珠緒は東京に戻ると、国会図書館へ向かった。白神のこと、マタギのことなど少しでも調べようと思ったのだ。
「あ、あのときのおばさん。」
歴史書の棚をうろついていると、男の声がした。振り返ると群馬で出会った飛鳥がいた。すぐに狂二も美術書の棚からやってきた。
「伊香保の子たちね。」
「で、何かわかった?」
狂二は目を輝かせて尋ねた。
「白神山地にいったんだけど、いまひとつ鏡がねえ。」
珠緒の浮かない返事に、
「あのあたりまでは鏡が伝わらなかったようだね。」
珠緒が写した写真を見ながら、狂二は何かを描き始めた。そこには太古の人々が湖に映った岩木山を拝む光景が広がっていた。人々は手に様々なもの持っていた。おそらくそれは彼等にはそれぞれに大切なものなのだろう。

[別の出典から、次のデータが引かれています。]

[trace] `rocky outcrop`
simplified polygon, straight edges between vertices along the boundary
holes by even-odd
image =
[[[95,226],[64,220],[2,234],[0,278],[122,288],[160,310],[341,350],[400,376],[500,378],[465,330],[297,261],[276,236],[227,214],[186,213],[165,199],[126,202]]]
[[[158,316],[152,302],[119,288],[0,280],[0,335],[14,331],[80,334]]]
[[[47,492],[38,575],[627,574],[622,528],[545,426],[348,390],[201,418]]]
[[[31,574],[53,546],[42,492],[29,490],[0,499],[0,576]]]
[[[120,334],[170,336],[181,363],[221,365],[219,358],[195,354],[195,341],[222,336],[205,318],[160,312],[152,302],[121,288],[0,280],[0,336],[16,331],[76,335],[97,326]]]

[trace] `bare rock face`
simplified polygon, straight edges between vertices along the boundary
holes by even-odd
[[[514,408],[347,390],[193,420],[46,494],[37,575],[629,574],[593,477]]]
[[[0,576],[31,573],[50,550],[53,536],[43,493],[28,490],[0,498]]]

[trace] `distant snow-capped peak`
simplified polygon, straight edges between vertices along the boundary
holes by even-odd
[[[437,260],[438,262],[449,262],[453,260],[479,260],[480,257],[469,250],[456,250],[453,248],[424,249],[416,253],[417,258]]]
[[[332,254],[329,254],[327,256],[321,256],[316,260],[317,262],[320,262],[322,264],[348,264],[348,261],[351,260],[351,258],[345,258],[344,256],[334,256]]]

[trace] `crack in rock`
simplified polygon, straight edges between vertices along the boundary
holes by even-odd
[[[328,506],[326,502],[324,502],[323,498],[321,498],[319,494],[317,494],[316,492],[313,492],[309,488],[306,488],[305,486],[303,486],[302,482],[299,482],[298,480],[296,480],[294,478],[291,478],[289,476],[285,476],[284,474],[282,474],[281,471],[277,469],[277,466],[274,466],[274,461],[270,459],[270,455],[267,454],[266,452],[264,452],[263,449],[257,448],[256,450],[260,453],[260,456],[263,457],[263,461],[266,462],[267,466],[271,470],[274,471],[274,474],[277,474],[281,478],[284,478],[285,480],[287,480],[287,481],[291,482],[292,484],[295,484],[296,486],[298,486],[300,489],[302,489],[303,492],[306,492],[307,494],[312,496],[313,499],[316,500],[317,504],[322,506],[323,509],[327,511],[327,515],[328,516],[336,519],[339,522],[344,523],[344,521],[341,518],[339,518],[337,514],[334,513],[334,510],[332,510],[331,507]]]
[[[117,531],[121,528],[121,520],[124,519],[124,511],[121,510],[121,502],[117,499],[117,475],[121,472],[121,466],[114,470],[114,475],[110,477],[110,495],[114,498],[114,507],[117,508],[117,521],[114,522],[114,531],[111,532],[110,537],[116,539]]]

「馬が重要だった時代には山間部の北関東は都市だったに違いない。でも、毛の国の住人は大和に追い立てられ東北から北海道へと逃げていった。大和は農耕民族だ。農耕に適さない北関東は衰退していった。そしてそれより北の東北も古墳が造れるほどの力はなかった。古墳時代が急速に消えたのは中央集権によって国へ納める生産品が増え、古墳を作るだけの余力が各地になくなっていったのではないか。」
飛鳥は自分の考えを珠緒に話した。
「それって、消費税増税で遊ぶお金もなくなるってことよね。」
珠緒の言葉に、飛鳥は大笑いをしそうになったが、あたりを見て図書館だからと必死にこらえた。
「そ、そうだね。」
狂二の描く絵の中に複数の僧侶がいた。
「神社なのに僧侶?」
一同はいぶかった。
「見えたんだ。」
珠緒は自分の息子のことを話した。
「息子が僧侶の修行中なの。君たちを見ていると息子を思い出すわ。」
「昔のことのようにも思えるけど、現代のようにも感じる。きっと恐ろしいことが起きる。」
狂二の言葉に、珠緒は真実を話すべきか悩んだ。もし若者たちがこの戦いに必要なら、運命が導いてくれるはず。そう思って、あえて言葉をのみこんだ。